I had a guy tell me that he was going to pray for me. And not for anything worthwhile either – like that I might win the lottery or that Lucy Lawless might develop an incurable mental disorder that causes her to fall in love with me –no he just wanted God to save my soul.
It happened on Tuesday night. I was supporting Wil Anderson.

My guess was the crowd numbered in at around 350 to 400. I could be well wrong but it’s my story ok?
The material I was doing that night was fairly political, mostly dealing with religious bigotry and that most religious leaders wouldn’t want Jesus to come back because that would mean their little money making scams are over.
Anyhow, I didn’t steal the show or anything but the crowd liked it and when I walked off stage I was met by the Chrimbo in question.

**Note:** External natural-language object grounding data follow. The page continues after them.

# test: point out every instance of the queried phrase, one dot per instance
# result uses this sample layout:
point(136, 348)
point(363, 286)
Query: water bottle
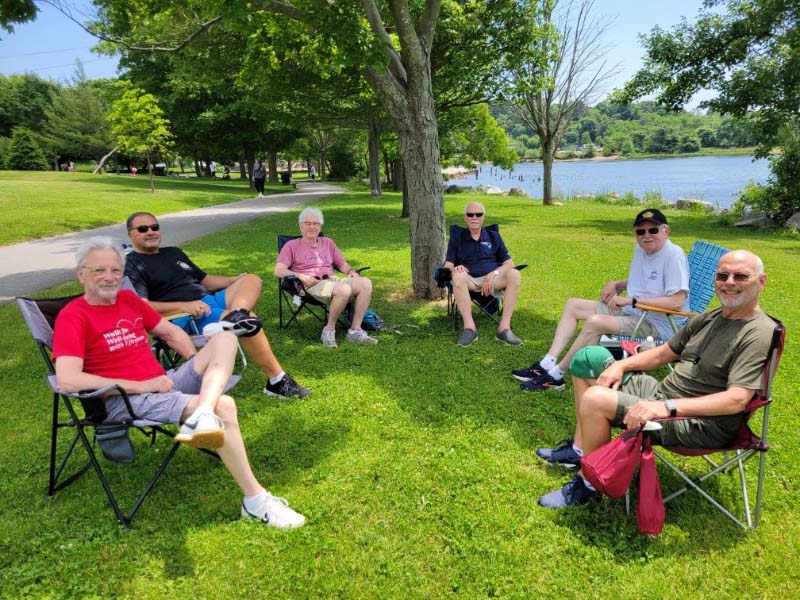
point(647, 344)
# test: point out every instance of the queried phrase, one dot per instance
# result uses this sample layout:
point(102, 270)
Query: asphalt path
point(30, 267)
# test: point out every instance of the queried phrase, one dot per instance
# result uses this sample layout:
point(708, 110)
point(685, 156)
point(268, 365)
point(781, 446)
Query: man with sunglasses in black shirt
point(172, 284)
point(480, 262)
point(658, 276)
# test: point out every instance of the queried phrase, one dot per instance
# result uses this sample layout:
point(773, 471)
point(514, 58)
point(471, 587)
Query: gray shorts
point(708, 432)
point(166, 407)
point(627, 323)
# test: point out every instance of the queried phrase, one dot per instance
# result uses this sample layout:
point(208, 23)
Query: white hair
point(311, 211)
point(98, 242)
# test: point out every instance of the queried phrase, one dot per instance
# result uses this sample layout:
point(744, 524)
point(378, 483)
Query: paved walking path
point(30, 267)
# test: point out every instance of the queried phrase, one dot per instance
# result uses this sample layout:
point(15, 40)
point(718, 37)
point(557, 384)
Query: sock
point(277, 378)
point(548, 362)
point(253, 502)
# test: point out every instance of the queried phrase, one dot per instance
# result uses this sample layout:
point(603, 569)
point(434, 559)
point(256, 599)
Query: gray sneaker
point(467, 337)
point(328, 338)
point(359, 336)
point(508, 337)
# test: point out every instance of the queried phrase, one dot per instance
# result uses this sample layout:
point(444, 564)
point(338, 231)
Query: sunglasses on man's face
point(723, 277)
point(650, 230)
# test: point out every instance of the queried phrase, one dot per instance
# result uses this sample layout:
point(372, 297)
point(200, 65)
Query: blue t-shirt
point(479, 256)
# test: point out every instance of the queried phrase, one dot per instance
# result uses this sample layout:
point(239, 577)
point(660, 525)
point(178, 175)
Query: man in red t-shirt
point(101, 339)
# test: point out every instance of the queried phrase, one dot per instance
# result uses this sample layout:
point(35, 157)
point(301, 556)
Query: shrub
point(24, 154)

He was so incensed by what I was saying that he actually tried to get me to change my material. He actually said “do you really believe all that stuff you say up there, or do you just say it to get laughs?”
Now to me that’s the equivalent of walking up to him after church and saying “do you really believe this stuff or do you just go through the motions because you think it’s better to be safe than sorry?”
When I explained my position (that I’m not anti-Jesus, I’m just anti religious leaders and having grown up in a strict Catholic household I know what I’m on about) he was even more upset and told me I was going to hell.
I told him that I didn’t think I was, but I appreciated his concern and that I was sorry if I offended him.
He told me he was going to pray for me and walked away in to the night.
Ok, question number 1. If you’re the sort of person that doesn’t like your beliefs to be challenged, what the hell are you doing at a Wil Anderson gig? Stay at home, watch the Vicar of Dibley, and reassure your cat that everything’s going to be “ok” even though they’re making nasty jokes about Jesus.
Pray for me? Pray for a brain you fucksock. Or if anything, pray for me to get a better outfit. Can't believe I wore that hat on stage, I look like I've killed and eaten Wes Carr and made a suit out of his skin.